The latest escalation of the Trump-China trade war has led to an iron door slamming shut.
On Tuesday, the Chinese Commerce Ministry announced that China will no longer be buying American agricultural products, a decision with huge, wide-ranging implications. Zippy Duvall, president of the normally conservative-leaning American Farm Bureau, called the decision a “body blow” to American agriculture.
The Chinese decision is a response to two moves from Donald Trump and his administration. The first was a surprise announcement, made by Trump, that the US would begin instituting a 10 percent tariff on about $300 billion worth of Chinese goods. This came following a series of trade negotiations that press officers in the Trump administration described as “productive,” but Trump tweeted that China had reneged on promises to purchase certain American agricultural products (without specifying what those might have been).

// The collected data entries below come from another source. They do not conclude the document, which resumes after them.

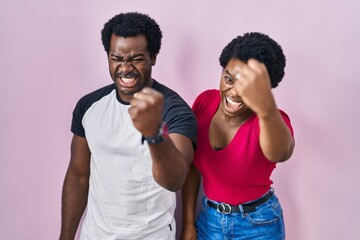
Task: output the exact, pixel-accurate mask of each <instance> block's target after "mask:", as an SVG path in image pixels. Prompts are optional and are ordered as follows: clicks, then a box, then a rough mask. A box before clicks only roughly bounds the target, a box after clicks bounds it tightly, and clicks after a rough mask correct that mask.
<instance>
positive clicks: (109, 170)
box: [72, 81, 196, 240]
mask: <svg viewBox="0 0 360 240" xmlns="http://www.w3.org/2000/svg"><path fill="white" fill-rule="evenodd" d="M153 88H154V89H156V90H158V91H160V92H163V94H164V96H165V104H164V113H163V119H164V121H165V122H167V125H168V128H169V132H170V133H171V132H177V133H180V134H183V135H185V136H187V137H189V138H190V139H192V140H193V142H194V143H195V142H196V120H195V117H194V116H193V114H192V111H191V109H190V108H189V107H188V105H187V104H186V103H185V102H184V101H183V100H182V99H181V98H180V97H179V96H178V95H177V94H176V93H175V92H173V91H171V90H170V89H168V88H166V87H165V86H163V85H161V84H159V83H157V82H156V81H154V85H153ZM128 108H129V105H128V104H126V103H124V102H121V100H119V99H118V98H117V94H116V89H115V87H114V85H113V84H112V85H109V86H106V87H104V88H101V89H99V90H97V91H95V92H93V93H91V94H88V95H86V96H85V97H83V98H82V99H81V100H80V101H79V102H78V104H77V106H76V108H75V110H74V115H73V122H72V131H73V133H74V134H76V135H79V136H83V137H86V139H87V142H88V145H89V148H90V151H91V160H90V182H89V183H90V185H89V196H88V204H87V211H86V214H85V217H84V221H83V225H82V229H81V235H80V239H96V240H97V239H99V240H106V239H109V240H110V239H111V240H113V239H127V240H130V239H156V240H160V239H164V240H169V239H172V238H174V236H175V224H174V210H175V206H176V196H175V193H173V192H170V191H168V190H166V189H164V188H163V187H161V186H160V185H158V184H157V183H156V182H155V180H154V178H153V175H152V160H151V155H150V151H149V147H148V144H147V142H146V141H143V140H142V135H141V133H140V132H139V131H138V130H137V129H136V128H135V127H134V125H133V122H132V120H131V117H130V115H129V113H128ZM169 161H171V159H169Z"/></svg>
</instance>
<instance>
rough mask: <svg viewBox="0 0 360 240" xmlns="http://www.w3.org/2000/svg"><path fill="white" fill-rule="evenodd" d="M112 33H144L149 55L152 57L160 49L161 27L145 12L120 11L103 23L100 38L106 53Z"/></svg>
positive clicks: (128, 34)
mask: <svg viewBox="0 0 360 240" xmlns="http://www.w3.org/2000/svg"><path fill="white" fill-rule="evenodd" d="M112 34H115V35H116V36H119V37H125V38H126V37H136V36H138V35H144V36H145V37H146V39H147V50H148V51H149V53H150V56H151V57H154V56H156V55H157V54H158V53H159V51H160V47H161V38H162V32H161V29H160V27H159V25H158V24H157V23H156V21H155V20H154V19H152V18H150V17H149V16H148V15H146V14H142V13H138V12H129V13H120V14H118V15H116V16H114V17H113V18H111V19H110V20H109V21H108V22H107V23H105V24H104V28H103V29H102V31H101V40H102V43H103V45H104V49H105V51H106V53H107V54H108V55H109V49H110V38H111V35H112Z"/></svg>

Then, on Monday, Treasury Secretary Steven Mnuchin formally labeled China as a currency manipulator due to a drop in the value of the yuan. The move is largely symbolic, but also nearly unprecedented, and seen as mostly an open-handed slap in the face to China.

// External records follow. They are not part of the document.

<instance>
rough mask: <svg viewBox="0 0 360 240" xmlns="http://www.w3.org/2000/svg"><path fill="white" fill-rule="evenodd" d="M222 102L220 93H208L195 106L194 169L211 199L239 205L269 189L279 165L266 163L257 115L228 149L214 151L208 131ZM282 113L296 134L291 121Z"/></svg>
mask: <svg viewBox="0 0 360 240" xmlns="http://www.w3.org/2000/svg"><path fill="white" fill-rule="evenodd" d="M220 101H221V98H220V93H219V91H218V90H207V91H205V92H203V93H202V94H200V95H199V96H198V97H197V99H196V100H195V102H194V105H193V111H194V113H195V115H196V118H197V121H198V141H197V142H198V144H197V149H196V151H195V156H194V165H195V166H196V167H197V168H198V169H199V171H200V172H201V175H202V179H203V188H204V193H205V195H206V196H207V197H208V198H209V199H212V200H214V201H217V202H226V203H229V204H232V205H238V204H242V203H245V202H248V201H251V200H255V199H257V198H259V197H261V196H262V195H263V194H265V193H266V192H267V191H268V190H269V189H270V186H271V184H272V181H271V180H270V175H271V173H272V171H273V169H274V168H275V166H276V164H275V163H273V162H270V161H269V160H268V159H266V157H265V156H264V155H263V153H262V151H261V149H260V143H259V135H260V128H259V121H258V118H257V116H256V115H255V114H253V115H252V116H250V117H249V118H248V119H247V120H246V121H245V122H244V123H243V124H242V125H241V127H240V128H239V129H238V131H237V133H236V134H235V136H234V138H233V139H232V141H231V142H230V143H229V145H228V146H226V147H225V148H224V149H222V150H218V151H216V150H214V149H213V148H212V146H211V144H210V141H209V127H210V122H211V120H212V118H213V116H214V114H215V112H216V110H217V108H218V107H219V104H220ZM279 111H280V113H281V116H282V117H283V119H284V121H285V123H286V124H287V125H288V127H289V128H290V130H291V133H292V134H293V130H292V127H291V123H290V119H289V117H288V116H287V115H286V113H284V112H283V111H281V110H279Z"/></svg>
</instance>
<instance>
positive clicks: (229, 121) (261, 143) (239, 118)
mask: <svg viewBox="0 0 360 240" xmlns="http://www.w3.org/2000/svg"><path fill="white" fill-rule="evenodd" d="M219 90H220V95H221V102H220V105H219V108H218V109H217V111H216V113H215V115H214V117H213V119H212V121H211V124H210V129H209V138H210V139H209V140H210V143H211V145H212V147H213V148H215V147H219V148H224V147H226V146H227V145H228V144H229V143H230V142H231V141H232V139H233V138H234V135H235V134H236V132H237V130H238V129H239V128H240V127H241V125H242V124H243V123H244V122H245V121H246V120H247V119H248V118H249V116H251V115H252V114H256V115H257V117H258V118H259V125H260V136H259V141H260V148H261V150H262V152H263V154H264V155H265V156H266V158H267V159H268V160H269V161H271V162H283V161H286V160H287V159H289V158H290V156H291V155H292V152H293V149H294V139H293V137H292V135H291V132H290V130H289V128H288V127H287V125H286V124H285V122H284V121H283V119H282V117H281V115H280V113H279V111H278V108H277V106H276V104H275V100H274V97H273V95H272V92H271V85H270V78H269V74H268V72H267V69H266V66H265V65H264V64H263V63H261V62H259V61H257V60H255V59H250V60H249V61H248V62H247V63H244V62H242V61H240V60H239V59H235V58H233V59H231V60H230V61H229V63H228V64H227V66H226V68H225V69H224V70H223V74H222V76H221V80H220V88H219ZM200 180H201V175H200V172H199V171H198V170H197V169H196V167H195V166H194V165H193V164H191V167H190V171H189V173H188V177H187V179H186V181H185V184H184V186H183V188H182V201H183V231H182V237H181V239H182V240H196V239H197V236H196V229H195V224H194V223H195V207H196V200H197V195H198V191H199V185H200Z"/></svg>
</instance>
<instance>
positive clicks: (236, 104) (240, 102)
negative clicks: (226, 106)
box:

In response, it appears, came the Chinese government’s tactic to halt the purchase of American agricultural goods. China’s targeting of American agriculture has the benefit, in China’s perspective, of being both a large and a political attack. China imports billions of dollars of American agriculture, being the largest importer of American soybeans and a top-three importer of American pork; overall, China is the fourth-largest importer of American agricultural goods. But attacking American agriculture also serves as a de facto attack on Trump, who is perceived to draw support from rural America.
This will be yet another insanely heavy burden on American farmers, who have dealt with fallout from the trade war for over a year, in addition to swine flu, floods, droughts, and heat waves.